I found myself holding back the tears as I watched the Melsonby Weekly VE Day edition, and I was also deeply moved by Radio 4 Desert Island Disks’ lockdown music special last broadcast on Friday 5th June. In particular I was struck by Professor Jason Warren’s story. Prof Warren is a consultant professor of neurology who usually works mainly with outpatients but during the Covid 19 crisis volunteered to go on front line. He was in the middle of a block of night shifts, alone in a darkened office at 3am, doing some admin work when he started spotify. Edvard Grieg’s lyric pieces played out and he was overtaken by the music, and in particular, the cradle song called  ‘Heimweh’ meaning ‘homesickness’. It struck him how we are all homesick for the world where we saw each other face to face, where we touched. The cradle song is a very unassuming piece of music - tiny, delicate - but it was very insistent. It was ‘like a window or a call from a world which is beyond Covid.’ Those times will come again, and ‘after tears and fears and PPE …….there’s love, and love will be waiting.’

I like the thought that music can call from a world beyond. I’ve often thought that it can somehow unite us with the eternal, lifting the soul to the music of heaven. I find it  interesting that the choral composer John Tavener experienced a sense that he was writing the music of heaven as he composed his ethereal choral music (you may remember his ‘Song for Athene’ sung at Princess Diana’s funeral: ‘Alleluia.

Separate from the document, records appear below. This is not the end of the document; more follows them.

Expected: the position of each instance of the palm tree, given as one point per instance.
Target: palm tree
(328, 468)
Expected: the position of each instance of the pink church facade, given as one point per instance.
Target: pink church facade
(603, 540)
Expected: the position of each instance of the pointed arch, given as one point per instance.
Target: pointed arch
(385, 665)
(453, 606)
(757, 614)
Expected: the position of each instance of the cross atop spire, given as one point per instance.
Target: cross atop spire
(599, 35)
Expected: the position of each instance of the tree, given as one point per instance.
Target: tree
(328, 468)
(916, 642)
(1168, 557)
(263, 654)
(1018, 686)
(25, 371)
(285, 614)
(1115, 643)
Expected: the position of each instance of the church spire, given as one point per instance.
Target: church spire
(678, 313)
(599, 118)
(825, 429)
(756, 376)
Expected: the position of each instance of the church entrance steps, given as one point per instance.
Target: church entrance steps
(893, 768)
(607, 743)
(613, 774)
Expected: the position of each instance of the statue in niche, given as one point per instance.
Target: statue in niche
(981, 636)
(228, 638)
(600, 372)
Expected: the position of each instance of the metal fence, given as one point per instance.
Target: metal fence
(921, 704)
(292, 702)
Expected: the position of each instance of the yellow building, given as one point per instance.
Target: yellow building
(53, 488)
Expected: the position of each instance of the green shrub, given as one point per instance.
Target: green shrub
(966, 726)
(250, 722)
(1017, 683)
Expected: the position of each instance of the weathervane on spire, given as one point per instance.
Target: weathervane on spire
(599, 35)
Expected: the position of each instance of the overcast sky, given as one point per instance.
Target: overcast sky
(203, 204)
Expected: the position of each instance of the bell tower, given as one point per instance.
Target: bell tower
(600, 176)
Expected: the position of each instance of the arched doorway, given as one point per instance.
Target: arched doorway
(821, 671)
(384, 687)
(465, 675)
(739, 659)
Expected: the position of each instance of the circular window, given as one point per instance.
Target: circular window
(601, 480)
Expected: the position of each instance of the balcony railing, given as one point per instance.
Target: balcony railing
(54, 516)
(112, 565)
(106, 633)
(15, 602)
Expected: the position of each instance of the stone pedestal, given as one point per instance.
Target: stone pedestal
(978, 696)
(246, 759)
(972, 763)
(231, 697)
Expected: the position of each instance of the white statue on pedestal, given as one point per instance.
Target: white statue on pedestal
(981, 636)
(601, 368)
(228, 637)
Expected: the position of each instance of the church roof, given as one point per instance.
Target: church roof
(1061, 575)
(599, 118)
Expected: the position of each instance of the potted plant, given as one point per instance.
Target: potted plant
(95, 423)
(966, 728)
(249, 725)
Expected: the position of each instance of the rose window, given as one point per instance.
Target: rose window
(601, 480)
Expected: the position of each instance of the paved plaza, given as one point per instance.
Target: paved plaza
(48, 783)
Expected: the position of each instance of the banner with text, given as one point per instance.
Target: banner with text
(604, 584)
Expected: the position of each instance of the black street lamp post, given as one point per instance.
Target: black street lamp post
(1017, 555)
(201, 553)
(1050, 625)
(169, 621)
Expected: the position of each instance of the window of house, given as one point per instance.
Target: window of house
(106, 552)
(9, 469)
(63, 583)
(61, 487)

May flights of angels sing thee to thy rest’).

During the pandemic our Diocesan Bishop, Bishop Nick Baines, has been writing to clergy regularly. In a letter we received this week he spoke of the eternal touching the temporal as he reminded us of the Communion of Saints who surround us. We do not go alone. We are even surrounded ‘in the decisions we make together as we feel ourselves stumbling into the uncertain future.’

As we move on through the stages of easing the lockdown, as we possibly face more uncertainties and challenges, may I encourage you to sing, or pick up an instrument, or sit down at the piano and play, however rusty you are, or to just make time to listen to a special track. As you make music, may you be reminded of the loved ones who have inspired you and who cheer you on from a different place and time. And, as I write on the day of Dame Vera Lynn’s passing I just wonder if somewhere up there, or all around us, the angels and whole company of heaven are now also singing ‘We’ll meet again’.